2018年08月号 第41話 ACP(Advance care planning)における“かかりつけ医”の役割
はじめに
家族が急病で病院に運ばれた時、あるいは長い間の闘病中に、主治医から「これ以上治療しても回復の希望がありません」と伝えられたとき、あなたはどう考え対応しますか?
助かる見込みのない状況になった時を、一般に「終末期」と言います。終末期医療は「死に至るまでの時間が限られていることを考慮に入れる必要性のある状況下における医療」(日医第Ⅸ次生命倫理懇談会)とされています。終末期医療の選択については、本人に意識があれば、もちろん本人の治療・ケアについての意思が尊重されます。意識がない、あっても判断力がない状況では、家族等にその判断を任されるのが通常です。その場合、家族等は大変重荷になり、ストレスを感じることになります。そういった事態を回避するために、本人が健康な時から、本人の医療・ケアに対する意思を家族等に話して、示しておく必要があります。しかしその内容は時間(歳月)の経過とともに、考え・思いが変化することが十分に予想されます。そのために随時、意思表示の内容について話し合うことが必要です。

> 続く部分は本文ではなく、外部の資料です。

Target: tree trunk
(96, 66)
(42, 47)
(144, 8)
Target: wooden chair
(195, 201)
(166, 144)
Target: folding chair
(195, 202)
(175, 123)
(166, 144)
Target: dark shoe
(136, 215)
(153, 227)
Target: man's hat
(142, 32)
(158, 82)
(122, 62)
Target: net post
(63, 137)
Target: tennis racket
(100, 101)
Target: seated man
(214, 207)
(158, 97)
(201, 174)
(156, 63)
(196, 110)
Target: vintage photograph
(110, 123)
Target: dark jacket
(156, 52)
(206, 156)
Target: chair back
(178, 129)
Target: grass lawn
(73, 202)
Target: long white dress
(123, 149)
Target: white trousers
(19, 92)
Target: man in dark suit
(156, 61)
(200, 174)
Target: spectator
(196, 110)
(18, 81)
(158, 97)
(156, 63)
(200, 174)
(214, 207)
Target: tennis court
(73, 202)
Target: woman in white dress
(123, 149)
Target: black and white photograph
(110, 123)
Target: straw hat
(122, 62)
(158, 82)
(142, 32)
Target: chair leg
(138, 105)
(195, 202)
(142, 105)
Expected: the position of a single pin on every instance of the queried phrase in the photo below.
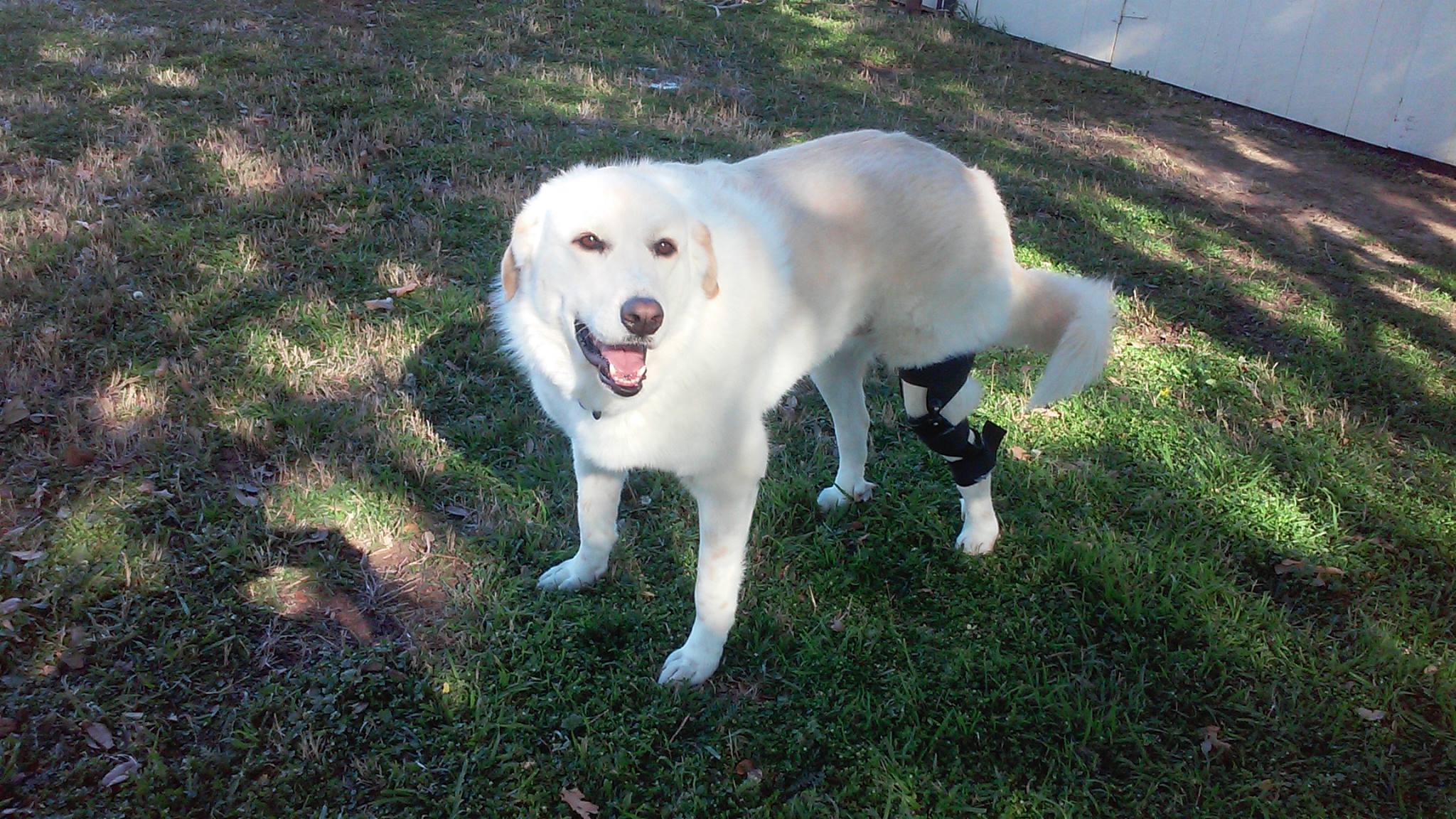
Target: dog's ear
(710, 261)
(519, 251)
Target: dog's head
(614, 259)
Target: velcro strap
(938, 433)
(980, 456)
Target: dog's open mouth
(621, 366)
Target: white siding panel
(1378, 94)
(1221, 53)
(1426, 122)
(1329, 70)
(1378, 70)
(1268, 54)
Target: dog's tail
(1068, 316)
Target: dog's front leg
(725, 503)
(599, 494)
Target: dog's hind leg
(939, 400)
(599, 494)
(842, 382)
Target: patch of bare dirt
(1392, 210)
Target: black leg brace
(973, 452)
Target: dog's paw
(979, 540)
(568, 576)
(835, 498)
(689, 665)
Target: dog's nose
(641, 316)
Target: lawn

その話し合うプロセスをACP(Advance Care Planning)といいます。
終末期医療に対する国民的同意が必要
人の死は必ず誰にでも訪れます。日本では家族と死の迎え方について話し合うことが多くないのが現実です。なぜなら現在でも、死について話し合うことははばかられる状況があります。すでに諸外国では話し合うことが普及しています。日本でも厚労省、日本医師会、病院協会等は本人と家族、医療・ケア従事者、本人の代弁者等と死の迎え方について常日ごろから話し合うことを推奨・啓発しています。
医師に対して終末期の医療・ケアについて治療方法をガイドライン(治療指針)で示し、本人のACPにできるだけ添えるようにし始めるような取り組みが始まっています。それについて紹介しますと、2008年日医第Ⅹ次生命倫理懇談会に終末期医療の差し控えや中止の要件と考え方が示されました。2018年労働省は「人生の最終段階の医療・ケアの決定プロセスに関するガイドライン」で「医療者が一人で判断せず多職種による医療・ケアチームによって終末期医療について判断すること、患者の意思を尊重するとともに家族とも十分に話し合いを重ねて合意をうること、緩和ケアの充実を図ること」がその内容に示されました。
2017年日本臨床救急医学会「人生の最終段階にある傷病者の意思に沿った救急現場での心肺蘇生等の在り方に関する提言」では更に一歩踏み込んだ内容になっています。ACPを行っていて人生の最終段階にある傷病者が心肺蘇生等を希望していない場合には、119通報をしないことが望ましいと考えられます。一方、119通報によって出動した救急隊員が現場で、初めて本人が心肺蘇生を希望していないことが伝えられるという事例も発生しています。この場合には基本的な対応手順を示し、指針として取りまとめています。このように法律ではなくガイドラインで終末期医療について一定のルールを定めているのが我が国の大きな特色です。こういったガイドラインを遵守することで終末期医療を行う医師は法的に問題とならないとする国民的な同意が得られることが早急に望まれます。一方「死の教育」の不十分さがあり、今後尊厳死を考える機会の推奨など教育的支援体制を構築する必要も望まれます。この様な状況になって初めて担当医師が患者本人の尊い意思表示、リビングウイル、事前指示書(advance directive)、高齢者のQOLをもとめるプランニング等が実現されることになります。
ACPとかかりつけ医の役割
何かあった時に救急車を呼ぶのでなくて、まずはかかりつけ医とどうやって連絡をとるか。かかりつけ医に連絡がとれなかった時に、どうするかというシステム作り(大切のことです)をしておけば、本人の意思に沿った医療・ケアができます。高齢者には「私の心づもり」などの作成、すなわちリビングウイル(事前指示書)を含めたACPの啓発を行うことで、残された家族が“あの時ああしとけばよかった”という悔しい思いをしないためにも、高齢者が気楽に相談できる仕組みが必要です。終末期を心安らかに過ごせる上でも、今後、かかりつけ医の役割がより重要になってくるでしょう。
多くの人の終末期は在宅での生活の継続と、そこでの平穏な死を希望しています。地域包括ケアシステムが適切に機能すれば、かかりつけ医が介護職その他の関係者と共に、ACP促進者としての役割を自覚し本人がどのような生活を送りたいかを尋ねることで、その希望に添った利用可能なサービスの情報を提供することができ、在宅での生活や住み慣れた環境の生活を続けることが可能になります。
最後に
これを読まれた方々は、意思決定が出来なくなることを想定して家族、かかりつけ医や重要な知人と共にACPをしておきましょう。きっといざという時にお役に立ちます。